Marshall, 54, and Warren, 68, celebrated their new honor with champagne and beer.

``Obviously, it's the best thing that can ever happen to somebody in medical research. It's just incredible,'' Marshall told said by telephone from the Western Australia state capital, Perth, where the pair were celebrating with family members.

Warren said he was ``very excited also a little overcome,'' at the honor.

The discovery has stimulated research into microbes as possible reasons for other chronic inflammatory conditions, such as Crohn's disease, ulcerative colitis, rheumatoid arthritis and atherosclerosis, the assembly said in its citation.

Warren, a pathologist from Perth, Australia, ``observed small curved bacteria colonizing the lower part of the stomach in about 50 percent of patients from which biopsies had been taken,'' the Nobel Assembly said. ``He made the crucial observation that signs of inflammation were always present ... close to where the bacteria were seen.''

Marshall became interested in Warren's findings and together they initiated a study of biopsies from 100 patients.

``After several attempts, Marshall succeeded in cultivating a hitherto unknown bacterial species _ later denoted Helicobacter pylori _ from several of these biopsies,'' the assembly said. ``Together they found that the organism was present in almost all patients with gastric inflammation, duodenal ulcer or gastric ulcer.''

Marshall's success at cultivating the bacterium was in part a lucky break. After failing to do so, he accidentally left a sample in his lab over the Easter holiday in 1982.

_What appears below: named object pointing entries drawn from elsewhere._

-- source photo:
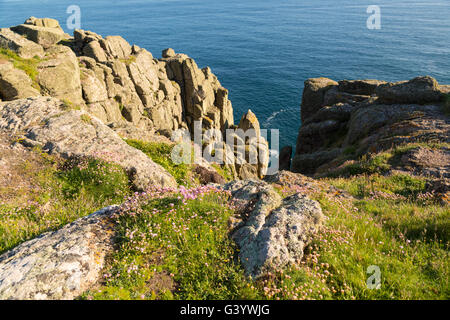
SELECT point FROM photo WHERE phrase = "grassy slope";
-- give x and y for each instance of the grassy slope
(63, 192)
(27, 65)
(174, 245)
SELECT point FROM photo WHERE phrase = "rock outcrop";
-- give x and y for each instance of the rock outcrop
(61, 264)
(271, 232)
(366, 116)
(51, 124)
(125, 87)
(15, 83)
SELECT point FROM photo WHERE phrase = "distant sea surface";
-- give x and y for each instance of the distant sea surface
(263, 50)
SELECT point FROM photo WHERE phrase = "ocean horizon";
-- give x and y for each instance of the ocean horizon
(263, 51)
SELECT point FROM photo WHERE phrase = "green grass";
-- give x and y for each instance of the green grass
(392, 225)
(183, 238)
(161, 154)
(61, 193)
(29, 66)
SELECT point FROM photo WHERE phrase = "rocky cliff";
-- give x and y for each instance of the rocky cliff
(345, 120)
(123, 86)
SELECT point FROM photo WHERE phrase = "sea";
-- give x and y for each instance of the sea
(264, 50)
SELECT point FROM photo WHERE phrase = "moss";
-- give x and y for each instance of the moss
(161, 154)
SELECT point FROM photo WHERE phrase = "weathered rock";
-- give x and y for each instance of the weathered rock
(285, 158)
(360, 87)
(375, 116)
(208, 176)
(15, 83)
(24, 48)
(45, 122)
(203, 95)
(313, 95)
(270, 232)
(59, 75)
(419, 90)
(307, 163)
(58, 265)
(43, 35)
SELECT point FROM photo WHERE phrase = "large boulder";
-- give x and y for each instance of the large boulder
(15, 83)
(271, 232)
(419, 90)
(59, 265)
(24, 48)
(46, 122)
(360, 87)
(204, 98)
(367, 116)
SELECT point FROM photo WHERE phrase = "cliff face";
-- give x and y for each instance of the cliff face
(348, 119)
(122, 85)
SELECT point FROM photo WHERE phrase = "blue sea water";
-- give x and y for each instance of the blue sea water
(263, 50)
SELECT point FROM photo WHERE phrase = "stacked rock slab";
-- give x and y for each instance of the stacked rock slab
(204, 97)
(48, 123)
(271, 232)
(125, 86)
(364, 116)
(59, 265)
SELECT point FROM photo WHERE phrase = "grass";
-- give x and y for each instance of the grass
(29, 66)
(161, 154)
(63, 192)
(174, 244)
(224, 171)
(382, 162)
(182, 235)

When he returned five days later, the bacterium had cultivated, said Nobel Assembly member Sten Grillner.

``It was kind of an accident,'' Grillner told the AP. ``But then many great discoveries are made by a combination of an accident and the prepared mind.''

By culturing the bacterium, Marshall and Warren were able to make studying it and the illnesses easier.

``It is now firmly established that Helicobacter pylori causes more than 90 percent of duodenal ulcers and up to 80 percent of gastric ulcers,'' the assembly said in its citation.

Marshall is a researcher at the University of Western Australia in Nedlands. Warren retired in 1999 from a pathology position at the Royal Perth Hospital.

The coveted award honoring achievements in medical research opened this year's series of prize announcements. It will be followed by prizes for physics, chemistry, literature, peace and economics.

The medicine prize is awarded by the Karolinska institute in Stockholm as stated in the will of Alfred Nobel, a Swedish industrialist who founded the prestigious awards in 1895.

The winners were picked by the institute's Nobel Assembly.

The process for selecting winners is extremely secretive _ nominations are kept sealed for 50 years _ leaving Nobel-watchers little to go on in their speculation.

The medicine prize includes a check for $1.3 million, a diploma, gold medal and a handshake with the king of Sweden at the award ceremony in Stockholm on Dec. 10.

Warren and Marshall are not the first Australians to win a Nobel Prize.

In 1973, Patrick White, the author of ``The Aunt's Story'' and ``The Tree of Man'' was awarded the 1973 Nobel Prize in literature.

Other Australian winners include John Warcup Cornforth, who won the chemistry award in 1975, and medicine winners Sir Howard Walter Florey (1945), Sir Frank Macfarlane Burnet (1960), Sir John Carew Eccles (1963) and Peter C. Doherty (1996).

Last year's laureates, Americans Richard Axel and Linda B. Buck, won for discovering how people can recognize an estimated 10,000 odors and remember them.